Carlos Silva, vice-presidente do Grupo Parlamentar, recorda que a primeira fase da intervenção permitiu executar trabalhos de proteção marítima na base da falésia, na zona considerada mais crítica.
“Contudo, a proteção daquela zona costeira não se encontra concluída, permanecendo por concretizar a segunda fase da intervenção, necessária para completar os trabalhos de estabilização da falésia, pelo que esta segunda fase assume especial importância,” refere.
O socialista realça, também, que “em novembro de 2025, foi publicamente referido pelo Laboratório Regional de Engenharia Civil que a intervenção realizada protege a base da arriba da ação das ondas, mas que a parte superior continua instável, sendo necessário avançar com a sua fase da obra.”
Segundo Carlos Silva, a concretização desta fase é, por isso, determinante não apenas para completar a proteção da zona, mas também para salvaguardar pessoas, habitações e infraestruturas “e assegurar a durabilidade e eficácia do investimento já realizado.”
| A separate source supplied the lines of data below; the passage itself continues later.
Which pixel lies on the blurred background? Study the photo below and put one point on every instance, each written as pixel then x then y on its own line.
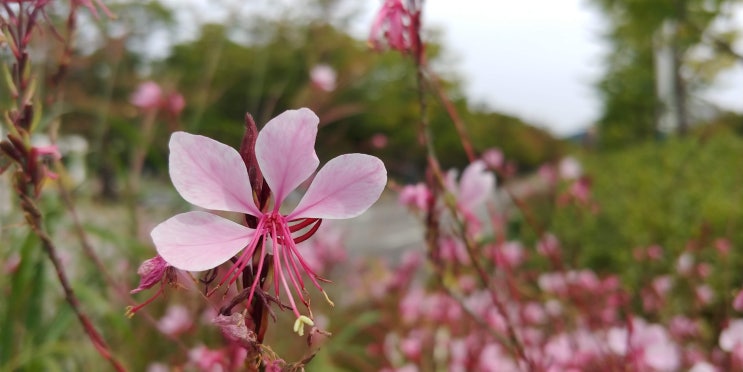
pixel 648 95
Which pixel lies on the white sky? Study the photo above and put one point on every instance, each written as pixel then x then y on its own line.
pixel 536 59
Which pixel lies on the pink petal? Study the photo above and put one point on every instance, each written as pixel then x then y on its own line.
pixel 210 174
pixel 198 241
pixel 285 149
pixel 345 187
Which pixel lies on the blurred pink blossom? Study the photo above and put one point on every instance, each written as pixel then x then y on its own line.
pixel 681 326
pixel 569 168
pixel 324 77
pixel 509 254
pixel 548 245
pixel 732 336
pixel 738 301
pixel 415 196
pixel 379 141
pixel 151 272
pixel 494 158
pixel 46 152
pixel 175 103
pixel 148 96
pixel 393 26
pixel 649 346
pixel 206 359
pixel 723 246
pixel 214 176
pixel 176 321
pixel 704 294
pixel 453 250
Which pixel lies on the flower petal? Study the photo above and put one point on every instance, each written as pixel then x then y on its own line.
pixel 285 150
pixel 210 174
pixel 197 241
pixel 345 187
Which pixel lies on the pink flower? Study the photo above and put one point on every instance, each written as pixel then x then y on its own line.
pixel 379 141
pixel 323 77
pixel 732 336
pixel 213 175
pixel 151 272
pixel 509 254
pixel 206 359
pixel 177 320
pixel 46 152
pixel 474 188
pixel 738 301
pixel 175 103
pixel 415 196
pixel 569 168
pixel 393 25
pixel 148 96
pixel 494 158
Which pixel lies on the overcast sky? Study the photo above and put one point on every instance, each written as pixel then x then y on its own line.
pixel 536 59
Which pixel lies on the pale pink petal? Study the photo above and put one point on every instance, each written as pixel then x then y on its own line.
pixel 210 174
pixel 476 184
pixel 198 241
pixel 345 187
pixel 285 150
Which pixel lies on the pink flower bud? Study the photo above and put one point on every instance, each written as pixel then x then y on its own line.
pixel 323 77
pixel 148 96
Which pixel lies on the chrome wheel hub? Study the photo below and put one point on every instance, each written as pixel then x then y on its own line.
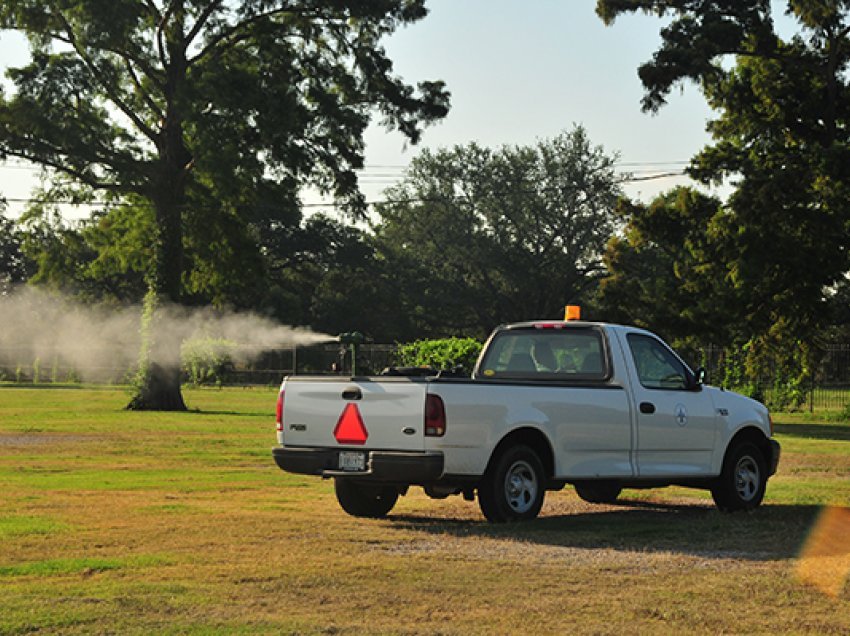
pixel 747 478
pixel 521 487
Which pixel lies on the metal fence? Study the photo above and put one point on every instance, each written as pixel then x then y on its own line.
pixel 828 388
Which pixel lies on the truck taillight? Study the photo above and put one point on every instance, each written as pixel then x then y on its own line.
pixel 279 411
pixel 435 416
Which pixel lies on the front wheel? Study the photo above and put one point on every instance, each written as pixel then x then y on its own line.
pixel 513 486
pixel 742 483
pixel 365 500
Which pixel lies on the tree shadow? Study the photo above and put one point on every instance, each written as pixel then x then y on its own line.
pixel 768 533
pixel 814 431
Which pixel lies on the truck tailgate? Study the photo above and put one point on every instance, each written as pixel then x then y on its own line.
pixel 361 413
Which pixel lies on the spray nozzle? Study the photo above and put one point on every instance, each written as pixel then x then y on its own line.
pixel 352 337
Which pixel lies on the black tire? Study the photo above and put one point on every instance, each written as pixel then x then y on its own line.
pixel 599 491
pixel 365 500
pixel 742 482
pixel 513 486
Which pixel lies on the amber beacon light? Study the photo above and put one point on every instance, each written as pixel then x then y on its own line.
pixel 572 312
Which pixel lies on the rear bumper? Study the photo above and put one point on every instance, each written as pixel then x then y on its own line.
pixel 381 466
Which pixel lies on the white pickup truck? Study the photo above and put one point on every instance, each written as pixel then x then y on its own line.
pixel 549 403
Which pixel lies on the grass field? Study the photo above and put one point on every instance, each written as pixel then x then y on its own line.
pixel 122 522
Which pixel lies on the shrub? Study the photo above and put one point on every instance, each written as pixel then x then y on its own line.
pixel 445 353
pixel 207 360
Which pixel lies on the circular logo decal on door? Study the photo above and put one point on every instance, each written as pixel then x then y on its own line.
pixel 681 414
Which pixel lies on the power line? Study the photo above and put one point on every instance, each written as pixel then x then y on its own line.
pixel 663 175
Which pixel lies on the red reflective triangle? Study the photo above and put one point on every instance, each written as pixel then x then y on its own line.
pixel 350 429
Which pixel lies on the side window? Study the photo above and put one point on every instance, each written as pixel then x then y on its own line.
pixel 657 367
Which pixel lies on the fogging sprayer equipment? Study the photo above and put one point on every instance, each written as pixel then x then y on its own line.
pixel 353 339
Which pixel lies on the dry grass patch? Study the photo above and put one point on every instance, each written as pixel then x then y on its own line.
pixel 182 524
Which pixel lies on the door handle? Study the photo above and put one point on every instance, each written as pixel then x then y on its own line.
pixel 352 393
pixel 647 408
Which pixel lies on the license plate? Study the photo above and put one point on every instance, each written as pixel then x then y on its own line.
pixel 352 460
O deputado relembra que em 2025 foram inscritos mais de 2 milhões de euros no orçamento e em 2026 mais 250 mil euros, “mas, apesar disso, esta segunda fase continua por avançar.”
Para o vice-presidente da bancada socialista importa, assim, esclarecer por que razão a segunda fase ainda não avançou, que trabalhos estão efetivamente previstos e qual o compromisso do Governo Regional quanto à sua execução.
“A segunda fase da intervenção da orla costeira na freguesia das Calhetas, na Ribeira Grande, é crucial para salvaguardar a população e os seus bens, numa clara corrida contra o tempo que, por inércia, poderá comprometer todo o investimento e trabalho entretanto realizado,” conclui Carlos Silva.
Ribeira Grande, 12 de setembro de 2026.